The majority of study participants reported decreases in anxiety
Researchers found that meditation reduced anxiety ratings by as much as 39 percent.
“This showed that just a few minutes of mindfulness meditation can help reduce normal everyday anxiety,” Zeidan explained in the news release. Health benefits of meditation usually is relaxation.
The study revealed that meditation-related anxiety relief is associated with activation of the anterior cingulate cortex and ventromedial prefrontal cortex, areas of the brain involved with executive-level function. During meditation, there was more activity in the ventromedial prefrontal cortex, the area of the brain that controls worrying. In addition, when activity increased in the anterior cingulate cortex – the area that governs thinking and emotion – anxiety decreased.
Mindfulness is about sustaining attention in the present moment which helps us learn to control the way we react to thoughts and feelings
“Mindfulness is premised on sustaining attention in the present moment and controlling the way we react to daily thoughts and feelings,” Zeidan said in the news release. “Interestingly, the present findings reveal that the brain regions associated with meditation-related anxiety relief are remarkably consistent with the principles of being mindful.”
Research at other institutions has shown that meditation can significantly reduce anxiety in patients with generalized anxiety and depression disorders. The results of this neuroimaging experiment complement that body of knowledge by showing the brain mechanisms associated with meditation-related anxiety relief in healthy people, he observed.
Support for the study was provided by the Mind and Life Institute’s Francisco J. Varela Grant, the National Institutes of Health grant NS3926 and the Biomolecular Imaging Center at Wake Forest Baptist. Co-authors are Katherine Martucci, Ph.D., Robert Kraft, Ph.D., John McHaffie, Ph.D., and Robert Coghill, Ph.D., of Wake Forest Baptist. For more information, check out the sites, Mind and Life Institute)/Francisco J. Varela Grant, (Varela Awards — Mind & Life Institute), and the National Institutes of Health (NIH).
See the site of the Mind & Life Institute – Investigating the Mind. The Mind and Life Institute [MLI] was co-founded in 1987 by the Dalai Lama, neuroscientist Francisco J. Varela and entrepreneur Adam Engle for the purpose of creating a rigorous dialogue and research collaboration between modern science, and Buddhism.
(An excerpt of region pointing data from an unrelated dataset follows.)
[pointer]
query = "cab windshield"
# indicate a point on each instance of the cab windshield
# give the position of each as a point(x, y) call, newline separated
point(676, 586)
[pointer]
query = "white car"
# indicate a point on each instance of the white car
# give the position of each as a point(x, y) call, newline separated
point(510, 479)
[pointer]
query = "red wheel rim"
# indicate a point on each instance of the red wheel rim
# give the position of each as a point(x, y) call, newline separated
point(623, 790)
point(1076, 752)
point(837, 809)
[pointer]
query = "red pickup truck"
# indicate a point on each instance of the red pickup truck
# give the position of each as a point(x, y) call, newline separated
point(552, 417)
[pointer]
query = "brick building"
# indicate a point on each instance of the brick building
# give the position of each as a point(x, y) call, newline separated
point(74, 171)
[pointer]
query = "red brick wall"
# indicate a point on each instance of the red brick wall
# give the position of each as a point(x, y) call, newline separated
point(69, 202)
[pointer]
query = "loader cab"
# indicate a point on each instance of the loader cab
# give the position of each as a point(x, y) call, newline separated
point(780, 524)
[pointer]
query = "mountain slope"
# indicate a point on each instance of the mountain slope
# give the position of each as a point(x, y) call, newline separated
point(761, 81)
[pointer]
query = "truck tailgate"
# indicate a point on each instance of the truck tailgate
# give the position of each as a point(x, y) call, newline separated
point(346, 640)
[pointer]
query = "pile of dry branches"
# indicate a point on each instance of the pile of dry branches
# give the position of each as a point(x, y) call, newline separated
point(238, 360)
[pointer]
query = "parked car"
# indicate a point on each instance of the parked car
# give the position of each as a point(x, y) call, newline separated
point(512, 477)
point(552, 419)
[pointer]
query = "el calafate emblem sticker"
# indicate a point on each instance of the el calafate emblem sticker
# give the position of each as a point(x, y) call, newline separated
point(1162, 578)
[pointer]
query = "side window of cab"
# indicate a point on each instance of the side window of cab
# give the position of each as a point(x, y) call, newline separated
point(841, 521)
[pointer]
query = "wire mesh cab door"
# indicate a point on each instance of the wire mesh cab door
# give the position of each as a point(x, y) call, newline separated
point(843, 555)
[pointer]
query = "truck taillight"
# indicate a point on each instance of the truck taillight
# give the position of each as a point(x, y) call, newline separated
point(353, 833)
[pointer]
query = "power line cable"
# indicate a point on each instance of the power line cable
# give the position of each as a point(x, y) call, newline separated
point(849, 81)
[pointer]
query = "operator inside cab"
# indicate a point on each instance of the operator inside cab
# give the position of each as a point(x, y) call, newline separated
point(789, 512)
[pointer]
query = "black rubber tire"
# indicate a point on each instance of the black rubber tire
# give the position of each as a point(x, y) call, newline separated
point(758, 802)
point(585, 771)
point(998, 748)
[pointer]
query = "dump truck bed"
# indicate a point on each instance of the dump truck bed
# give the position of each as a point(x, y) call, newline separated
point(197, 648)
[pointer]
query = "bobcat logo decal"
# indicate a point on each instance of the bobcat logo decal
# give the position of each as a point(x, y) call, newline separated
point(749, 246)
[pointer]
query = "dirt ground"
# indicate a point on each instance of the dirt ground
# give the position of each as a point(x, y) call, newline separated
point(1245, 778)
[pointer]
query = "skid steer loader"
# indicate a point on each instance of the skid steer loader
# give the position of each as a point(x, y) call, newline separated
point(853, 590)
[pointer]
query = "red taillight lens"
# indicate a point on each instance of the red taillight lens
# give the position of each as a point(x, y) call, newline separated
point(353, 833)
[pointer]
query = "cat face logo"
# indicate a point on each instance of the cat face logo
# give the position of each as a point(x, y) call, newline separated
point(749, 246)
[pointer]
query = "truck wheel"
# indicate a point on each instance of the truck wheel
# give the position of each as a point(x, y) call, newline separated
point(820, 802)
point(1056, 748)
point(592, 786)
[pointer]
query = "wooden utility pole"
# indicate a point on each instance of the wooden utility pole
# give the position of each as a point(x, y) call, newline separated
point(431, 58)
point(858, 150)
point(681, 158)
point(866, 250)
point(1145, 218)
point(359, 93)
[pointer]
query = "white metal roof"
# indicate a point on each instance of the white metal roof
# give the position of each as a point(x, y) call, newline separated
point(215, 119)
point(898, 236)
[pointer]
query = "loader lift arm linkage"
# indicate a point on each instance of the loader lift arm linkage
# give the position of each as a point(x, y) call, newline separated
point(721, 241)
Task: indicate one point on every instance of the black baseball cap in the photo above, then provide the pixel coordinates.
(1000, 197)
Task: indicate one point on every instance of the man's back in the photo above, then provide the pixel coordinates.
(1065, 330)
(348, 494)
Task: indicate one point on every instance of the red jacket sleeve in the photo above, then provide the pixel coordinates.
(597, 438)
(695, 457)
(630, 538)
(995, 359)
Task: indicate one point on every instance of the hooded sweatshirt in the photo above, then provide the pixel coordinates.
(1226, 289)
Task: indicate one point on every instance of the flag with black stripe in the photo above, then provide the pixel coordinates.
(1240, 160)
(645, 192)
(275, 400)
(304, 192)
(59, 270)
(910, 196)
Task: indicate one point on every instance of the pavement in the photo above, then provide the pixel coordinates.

The Mind and Life Institute operates through four divisions:
- Meetings and Dialogues
- Scientific Education
- Research Grants and Sponsorship
- Since 2000, the primary focus of MLI has been the creation of a new interdisciplinary field of science that asks and answers the question: how do we create and maintain a healthy mind? Meditation is one holistic path to try on to see whether it works well for you.